NO is a Complete Sentence
Most of my friends have a story to tell about them having difficulty saying NO. It is one of the hardest sentences to utter to some, and it takes guts to say it with conviction.
I can attest to how difficult it is to say NO. As a result, it takes a toll on me. Either I have found a way to work around these extra hassles and I have just become accustomed to them, or I am just too accommodating to even care.
But regardless if we can entertain the extra tasks unnecessarily placed on our shoulders, we should let people around us understand that NO is a complete sentence. It is not a suggestion, but a statement. It is a boundary, a demarkation. It means we are serious, and people should respect that.
People should respect your boundaries
We should never be at the mercy of the people around us. Even our bosses are our bosses only within the 8-hour window (assuming the nature of your work calls for such). Beyond that is our time. We should consider it sacred and don't let anyone take it for granted. It should be ours to enjoy, keep, and use for our benefit.
When people try to invade your boundary, a stern no should be a default response. When we allow them to trample on our boundaries, we will soon find them comfortable in doing so. That's disrespect we allowed to happen.
Don't feel guilty saying NO
The reason we hesitate to turn down requests from people is that we think we are being insensitive, unhelpful, and inconsiderate of their needs. There are times when it is in our ability to help, and we should do so. But when it becomes too much for us to handle, we should not feel guilty saying NO, NEXT TIME, or SORRY, I CAN'T.
We are not becoming less of a human if we refuse to help someone just because we are unable to. There is a difference between being unable to help, and unwillingness to help. Our refusal must be prompted by our respect for our boundaries and peace, not by selfishness or apathy.
Helping is different from enabling
When we say enabling, this is taken from a negative context. Being helpful is different from being an enabler. We help people who are in need. But we enable people when they ask for help even if they are capable of doing things on their own.

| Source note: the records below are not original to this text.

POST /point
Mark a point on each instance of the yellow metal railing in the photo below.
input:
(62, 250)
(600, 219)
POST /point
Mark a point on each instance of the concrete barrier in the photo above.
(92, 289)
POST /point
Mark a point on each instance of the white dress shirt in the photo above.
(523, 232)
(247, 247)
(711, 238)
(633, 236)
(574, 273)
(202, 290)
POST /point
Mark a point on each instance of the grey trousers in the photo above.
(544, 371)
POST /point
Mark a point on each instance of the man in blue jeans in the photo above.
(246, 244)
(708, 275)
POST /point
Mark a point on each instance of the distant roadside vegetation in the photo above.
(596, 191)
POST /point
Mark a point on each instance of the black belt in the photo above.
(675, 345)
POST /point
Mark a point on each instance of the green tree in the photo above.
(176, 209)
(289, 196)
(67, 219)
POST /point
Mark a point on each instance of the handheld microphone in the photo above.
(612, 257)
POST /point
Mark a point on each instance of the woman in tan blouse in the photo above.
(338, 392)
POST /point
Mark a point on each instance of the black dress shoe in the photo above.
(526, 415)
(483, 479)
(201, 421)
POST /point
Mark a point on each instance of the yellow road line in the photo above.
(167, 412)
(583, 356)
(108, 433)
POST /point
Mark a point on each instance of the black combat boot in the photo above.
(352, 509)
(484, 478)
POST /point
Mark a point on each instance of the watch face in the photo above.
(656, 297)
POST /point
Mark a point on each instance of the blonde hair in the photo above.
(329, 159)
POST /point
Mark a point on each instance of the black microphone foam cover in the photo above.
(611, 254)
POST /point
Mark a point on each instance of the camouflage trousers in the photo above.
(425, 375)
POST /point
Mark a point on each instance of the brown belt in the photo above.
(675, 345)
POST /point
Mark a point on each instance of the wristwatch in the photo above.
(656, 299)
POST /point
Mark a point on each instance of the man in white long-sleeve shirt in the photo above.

We should think twice about helping people who are strong enough and capable enough of providing for their needs. If they are just being lazy and are just taking advantage of your benevolence. They are easy to spot. Sometimes, they appeal to your emotions. Once or twice, we may fall prey to their schemes. But later on, we'll see how they try to manipulate people on their bidding so they can get what they want. Beware.
We help people who are in genuine need. We are like planting on good soil, and not in some place where your help will be wasted. Don't enable people's laziness. Watch out for their schemes.
Why we should say NO
Saying NO means we respect ourselves - our time, our resources, our relationships, everything that matters to us. When we say yes to everything, we are limiting ourselves to something better. But when we say NO to unnecessary things, we are giving ample space for our hearts and hands to handle some of the best things this life has to offer. Learn to differentiate from what's important. Prioritize what's significant. Not everything that passes before us needs to be entertained.
Very well said Marts. We need to say NO, I can't, I'm sorry if needed. I learn to say No to people who learn to abuse my goodness.